Autograph letter signed by "Seth," to his "Dear Old Couz." Brownsville, [Texas], 27 December 1857. 4 pages, 4to.
A lively and enthusiastic letter written from Brownsville, Texas by a frontiersman named Seth to his cousin in the eastern United States.
At the time the letter was written, Brownsville and the surrounding region remained only lightly settled. The area had recently gained national attention during the Mexican–American War, when American forces under Zachary Taylorestablished a temporary fort near the Rio Grande in early 1846. Following the Treaty of Guadalupe Hidalgo, the territory was firmly incorporated into the United States as part of Texas. In the years that followed, the small frontier settlement rapidly expanded as refugees from nearby Matamoros, migrants traveling west during the California Gold Rush, and settlers from the eastern states poured into the region.
Writing to his cousin, Seth offers an upbeat and optimistic account of life on the frontier, praising the climate and the region’s agricultural promise.

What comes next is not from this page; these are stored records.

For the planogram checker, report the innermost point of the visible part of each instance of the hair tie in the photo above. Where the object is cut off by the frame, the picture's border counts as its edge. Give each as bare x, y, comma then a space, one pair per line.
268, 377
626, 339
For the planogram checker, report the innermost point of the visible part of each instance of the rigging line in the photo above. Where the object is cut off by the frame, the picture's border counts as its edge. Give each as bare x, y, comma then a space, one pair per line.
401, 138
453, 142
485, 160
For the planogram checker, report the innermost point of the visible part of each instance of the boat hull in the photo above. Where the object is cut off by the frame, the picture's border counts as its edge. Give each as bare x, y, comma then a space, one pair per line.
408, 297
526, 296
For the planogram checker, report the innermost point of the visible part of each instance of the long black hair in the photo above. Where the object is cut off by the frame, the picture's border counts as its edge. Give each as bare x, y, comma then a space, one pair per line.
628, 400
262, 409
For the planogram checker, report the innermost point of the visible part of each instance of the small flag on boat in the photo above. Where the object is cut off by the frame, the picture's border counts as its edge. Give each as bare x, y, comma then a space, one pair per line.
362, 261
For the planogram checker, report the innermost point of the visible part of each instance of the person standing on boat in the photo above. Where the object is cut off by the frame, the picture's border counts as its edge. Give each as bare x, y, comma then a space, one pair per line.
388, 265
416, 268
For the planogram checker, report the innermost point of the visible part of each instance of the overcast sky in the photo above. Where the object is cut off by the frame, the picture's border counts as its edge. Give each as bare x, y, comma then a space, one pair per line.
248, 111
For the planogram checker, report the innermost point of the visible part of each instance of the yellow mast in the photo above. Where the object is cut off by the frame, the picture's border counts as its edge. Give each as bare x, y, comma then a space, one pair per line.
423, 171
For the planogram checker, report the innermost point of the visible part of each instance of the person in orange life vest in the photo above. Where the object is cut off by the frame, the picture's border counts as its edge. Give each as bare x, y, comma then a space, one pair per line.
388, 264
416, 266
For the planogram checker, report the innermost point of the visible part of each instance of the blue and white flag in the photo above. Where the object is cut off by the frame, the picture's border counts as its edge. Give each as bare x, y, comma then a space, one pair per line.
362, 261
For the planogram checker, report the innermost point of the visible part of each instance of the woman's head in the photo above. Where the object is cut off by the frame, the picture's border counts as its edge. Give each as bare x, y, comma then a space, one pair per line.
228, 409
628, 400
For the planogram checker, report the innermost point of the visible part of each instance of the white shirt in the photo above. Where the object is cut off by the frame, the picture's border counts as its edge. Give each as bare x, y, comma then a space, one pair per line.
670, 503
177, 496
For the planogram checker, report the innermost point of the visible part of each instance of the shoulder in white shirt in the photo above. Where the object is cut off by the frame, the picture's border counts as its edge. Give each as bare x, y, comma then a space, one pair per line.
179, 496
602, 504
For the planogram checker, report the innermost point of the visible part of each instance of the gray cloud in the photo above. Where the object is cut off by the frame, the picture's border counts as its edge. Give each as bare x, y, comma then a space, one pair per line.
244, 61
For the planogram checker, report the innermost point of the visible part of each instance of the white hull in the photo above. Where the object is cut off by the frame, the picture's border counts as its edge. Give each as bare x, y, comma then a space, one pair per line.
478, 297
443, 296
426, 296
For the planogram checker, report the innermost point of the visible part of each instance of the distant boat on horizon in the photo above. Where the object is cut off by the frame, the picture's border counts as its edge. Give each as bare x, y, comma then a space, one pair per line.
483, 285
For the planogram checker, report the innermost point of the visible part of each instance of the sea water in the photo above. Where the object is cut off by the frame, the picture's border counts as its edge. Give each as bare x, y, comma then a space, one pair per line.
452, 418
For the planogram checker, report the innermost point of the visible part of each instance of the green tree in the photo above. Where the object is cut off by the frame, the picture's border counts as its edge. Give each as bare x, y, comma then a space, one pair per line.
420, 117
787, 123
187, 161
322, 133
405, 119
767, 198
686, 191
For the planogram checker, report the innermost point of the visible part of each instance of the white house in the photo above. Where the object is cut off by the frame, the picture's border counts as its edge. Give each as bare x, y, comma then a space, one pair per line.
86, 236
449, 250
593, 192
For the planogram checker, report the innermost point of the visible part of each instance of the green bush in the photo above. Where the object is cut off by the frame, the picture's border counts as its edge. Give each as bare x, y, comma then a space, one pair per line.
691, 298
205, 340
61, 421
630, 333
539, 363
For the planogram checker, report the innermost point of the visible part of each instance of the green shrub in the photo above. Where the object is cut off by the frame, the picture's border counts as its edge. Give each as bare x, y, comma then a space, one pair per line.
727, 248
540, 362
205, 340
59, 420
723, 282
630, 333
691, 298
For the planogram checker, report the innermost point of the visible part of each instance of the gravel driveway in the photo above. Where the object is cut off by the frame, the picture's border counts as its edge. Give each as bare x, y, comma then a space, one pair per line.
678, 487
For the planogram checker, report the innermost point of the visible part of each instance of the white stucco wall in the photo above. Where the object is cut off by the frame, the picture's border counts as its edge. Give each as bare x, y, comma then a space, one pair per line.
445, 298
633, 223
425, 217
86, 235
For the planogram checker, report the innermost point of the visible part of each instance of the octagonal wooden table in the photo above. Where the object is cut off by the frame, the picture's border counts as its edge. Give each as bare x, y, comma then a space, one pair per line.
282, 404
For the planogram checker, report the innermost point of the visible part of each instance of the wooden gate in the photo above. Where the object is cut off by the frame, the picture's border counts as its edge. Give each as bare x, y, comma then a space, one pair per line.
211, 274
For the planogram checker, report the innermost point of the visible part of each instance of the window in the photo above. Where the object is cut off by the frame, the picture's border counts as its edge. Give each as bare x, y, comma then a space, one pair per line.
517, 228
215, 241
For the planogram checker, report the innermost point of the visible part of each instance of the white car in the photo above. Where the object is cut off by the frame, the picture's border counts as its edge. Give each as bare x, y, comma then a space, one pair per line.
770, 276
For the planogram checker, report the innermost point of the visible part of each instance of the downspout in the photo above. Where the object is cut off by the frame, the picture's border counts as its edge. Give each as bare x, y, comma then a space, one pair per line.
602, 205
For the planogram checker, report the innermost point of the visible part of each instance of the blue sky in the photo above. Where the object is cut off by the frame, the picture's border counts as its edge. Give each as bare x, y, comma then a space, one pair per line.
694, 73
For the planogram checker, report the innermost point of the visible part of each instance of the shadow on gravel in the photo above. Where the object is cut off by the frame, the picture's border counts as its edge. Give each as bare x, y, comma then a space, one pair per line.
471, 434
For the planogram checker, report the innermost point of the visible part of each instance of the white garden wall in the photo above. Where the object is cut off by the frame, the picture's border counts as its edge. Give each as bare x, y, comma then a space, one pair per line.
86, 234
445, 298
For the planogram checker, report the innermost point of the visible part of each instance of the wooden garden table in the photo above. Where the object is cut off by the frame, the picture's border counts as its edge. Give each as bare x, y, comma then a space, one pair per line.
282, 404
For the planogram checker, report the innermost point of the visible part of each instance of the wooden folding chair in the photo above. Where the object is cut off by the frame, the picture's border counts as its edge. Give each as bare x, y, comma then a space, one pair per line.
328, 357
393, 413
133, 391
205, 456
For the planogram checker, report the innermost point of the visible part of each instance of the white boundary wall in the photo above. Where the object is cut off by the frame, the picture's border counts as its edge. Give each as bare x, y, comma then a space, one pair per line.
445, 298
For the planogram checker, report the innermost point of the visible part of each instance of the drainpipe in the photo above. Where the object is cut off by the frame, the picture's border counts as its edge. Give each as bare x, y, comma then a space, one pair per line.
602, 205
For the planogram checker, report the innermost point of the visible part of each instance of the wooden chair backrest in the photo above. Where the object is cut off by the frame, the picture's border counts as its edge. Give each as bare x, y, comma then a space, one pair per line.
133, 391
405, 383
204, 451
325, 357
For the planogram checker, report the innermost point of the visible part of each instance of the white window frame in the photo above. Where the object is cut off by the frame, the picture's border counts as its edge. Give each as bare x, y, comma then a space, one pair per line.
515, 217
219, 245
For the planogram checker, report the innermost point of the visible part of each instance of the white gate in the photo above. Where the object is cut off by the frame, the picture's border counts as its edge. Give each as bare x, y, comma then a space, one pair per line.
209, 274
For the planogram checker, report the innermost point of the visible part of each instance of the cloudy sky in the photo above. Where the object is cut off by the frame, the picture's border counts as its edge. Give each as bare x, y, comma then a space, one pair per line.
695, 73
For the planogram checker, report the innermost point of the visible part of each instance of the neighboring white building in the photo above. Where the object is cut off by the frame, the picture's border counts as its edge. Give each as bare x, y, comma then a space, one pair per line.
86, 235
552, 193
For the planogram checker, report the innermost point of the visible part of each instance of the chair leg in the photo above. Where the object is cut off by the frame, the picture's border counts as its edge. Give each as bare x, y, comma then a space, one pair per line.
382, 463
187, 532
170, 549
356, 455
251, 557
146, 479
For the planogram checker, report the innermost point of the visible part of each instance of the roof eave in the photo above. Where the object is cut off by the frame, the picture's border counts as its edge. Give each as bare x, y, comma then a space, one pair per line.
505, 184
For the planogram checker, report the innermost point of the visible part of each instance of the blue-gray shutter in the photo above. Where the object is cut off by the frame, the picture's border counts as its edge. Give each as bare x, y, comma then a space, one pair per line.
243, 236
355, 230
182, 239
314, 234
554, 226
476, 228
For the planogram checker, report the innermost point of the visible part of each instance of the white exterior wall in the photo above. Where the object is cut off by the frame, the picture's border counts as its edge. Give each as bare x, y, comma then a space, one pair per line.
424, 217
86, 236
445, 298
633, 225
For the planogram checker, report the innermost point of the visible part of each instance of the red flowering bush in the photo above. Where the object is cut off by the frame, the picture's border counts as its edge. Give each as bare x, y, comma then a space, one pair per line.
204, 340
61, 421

He declares confidently that the weather is the “finest” he has ever experienced and that the soil offers excellent prospects for farming. Far from longing for home, he insists: “I am not homesick in the least, and I do not know who could be homesick.”
The letter also provides colorful descriptions of the local wildlife. Seth recounts the abundance of wolves and prairie hens in the surrounding countryside:
“Wolves and prairie hens are very plenty here but I haven’t spent a half day hunting since I came here. If I were to hunt I could not shoot a prairie hen no more than I could that block of wood that were thrown up in the air. Wolves are very bold and I could shoot once and a while one if I had a gun. One came very near chasing a hen into the house the other morning and would [have] if I had not met him at the door. Oh how I wanted a gun then I would [have] put a hole through his gizzard.”
He also remarks on the presence of Native Americans moving through the region, noting that “we have lots of Indians in the Territory and they often pop through here 50 and a 100 in a company.”
Beyond its entertaining anecdotes, the letter provides a vivid glimpse into everyday life on the Texas frontier during a period of rapid transformation. In the decade following the Mexican–American War, communities along the Rio Grande were shaped by migration, military activity, and the influx of settlers seeking land and opportunity. Personal letters such as this offer valuable firsthand testimony of how newcomers perceived the landscape, wildlife, and peoples of the region as the American frontier expanded westward.